В тот же день прямо от Масленникова приехав в острог, Нехлюдов направился к знакомой уже квартире смотрителя. Опять слышались те же, как и в тот раз, звуки плохого фортепьяно, но теперь игралась не рапсодия, а этюды Клементи, тоже с необыкновенной силой, отчетливостью и быстротой. Отворившая горничная с подвязанным глазом сказала, что капитан дома, и провела Нехлюдова в маленькую гостиную с диваном, столом и подожженным с одной стороны розовым бумажным колпаком большой лампы, стоявшей на шерстяной вязаной салфеточке. Вышел главный смотритель с измученным, грустным лицом.
— Прошу покорно, что угодно? — сказал он, застегивая среднюю пуговицу своего мундира.
— Я вот был у вице-губернатора, и вот разрешение, — сказал Нехлюдов, подавая бумагу. — Я желал бы видеть Маслову.
— Маркову? — переспросил смотритель, не расслышав из-за музыки.
— Маслову.
— Ну, да! Ну, да!
Смотритель встал и подошел к двери, из которой слышались рулады Клементи.
— Маруся, хоть немножко подожди, — сказал он голосом, по которому видно было, что эта музыка составляла крест его жизни, — ничего не слышно.
Фортепьяно замолкло, послышались недовольные шаги, и кто-то заглянул в дверь.
Смотритель, как бы чувствуя облегчение от этого перерыва музыки, закурил толстую папиросу слабого табаку и предложил Нехлюдову. Нехлюдов отказался.
— Так вот я бы желал видеть Маслову.
— Маслову нынче неудобно видеть, — сказал смотритель.
— Отчего?
— Да так, вы сами виноваты, — слегка улыбаясь, сказал смотритель. — Князь, не давайте вы ей прямо денег. Если желаете, давайте мне. Все будет принадлежать ей. А то вчера вы ей, верно, дали денег, она достала вина — никак не искоренишь этого зла — и сегодня напилась совсем, так что даже буйная стала.
— Да неужели?
— Как же, даже должен был меры строгости употребить — перевел в другую камеру. Так она женщина смирная, но денег вы, пожалуйста, не давайте. Это такой народ…

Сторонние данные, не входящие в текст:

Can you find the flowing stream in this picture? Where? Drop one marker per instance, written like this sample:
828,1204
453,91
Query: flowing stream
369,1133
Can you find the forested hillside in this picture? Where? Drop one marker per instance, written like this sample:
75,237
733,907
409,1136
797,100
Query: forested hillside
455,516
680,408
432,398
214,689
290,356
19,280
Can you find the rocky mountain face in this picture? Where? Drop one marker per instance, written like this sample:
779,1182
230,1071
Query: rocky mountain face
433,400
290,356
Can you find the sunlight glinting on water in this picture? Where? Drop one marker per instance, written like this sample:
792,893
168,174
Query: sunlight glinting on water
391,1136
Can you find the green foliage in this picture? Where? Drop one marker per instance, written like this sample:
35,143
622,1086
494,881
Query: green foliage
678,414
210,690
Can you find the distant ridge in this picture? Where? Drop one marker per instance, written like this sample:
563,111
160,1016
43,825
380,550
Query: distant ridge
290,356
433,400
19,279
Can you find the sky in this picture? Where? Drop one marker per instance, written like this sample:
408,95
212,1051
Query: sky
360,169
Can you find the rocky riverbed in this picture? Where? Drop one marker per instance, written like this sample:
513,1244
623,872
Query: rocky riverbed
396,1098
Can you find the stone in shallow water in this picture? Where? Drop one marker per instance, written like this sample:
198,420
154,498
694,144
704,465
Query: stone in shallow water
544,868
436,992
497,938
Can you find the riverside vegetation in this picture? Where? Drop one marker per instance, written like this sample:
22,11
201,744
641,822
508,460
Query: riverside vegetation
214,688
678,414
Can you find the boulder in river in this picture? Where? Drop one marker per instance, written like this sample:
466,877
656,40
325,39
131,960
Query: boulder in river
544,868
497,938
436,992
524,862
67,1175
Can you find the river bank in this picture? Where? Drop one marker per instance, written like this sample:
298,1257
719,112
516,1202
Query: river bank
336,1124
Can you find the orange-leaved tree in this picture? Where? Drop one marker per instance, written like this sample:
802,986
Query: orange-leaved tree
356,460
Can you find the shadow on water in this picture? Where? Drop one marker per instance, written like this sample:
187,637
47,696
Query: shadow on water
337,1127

Нехлюдов живо вспомнил вчерашнее, и ему стало опять страшно.
— А Богодуховскую, политическую, можно видеть? — спросил Нехлюдов, помолчав.
— Что ж, это можно, — сказал смотритель. — Ну, ты чего, — обратился он к девочке пяти или шести лет, пришедшей в комнату и, поворотив голову так, чтобы не спускать глаз с Нехлюдова, направлявшейся к отцу. — Вот и упадешь, — сказал смотритель, улыбаясь на то, как девочка, не глядя перед собой, зацепилась за коврик а подбежала к отцу.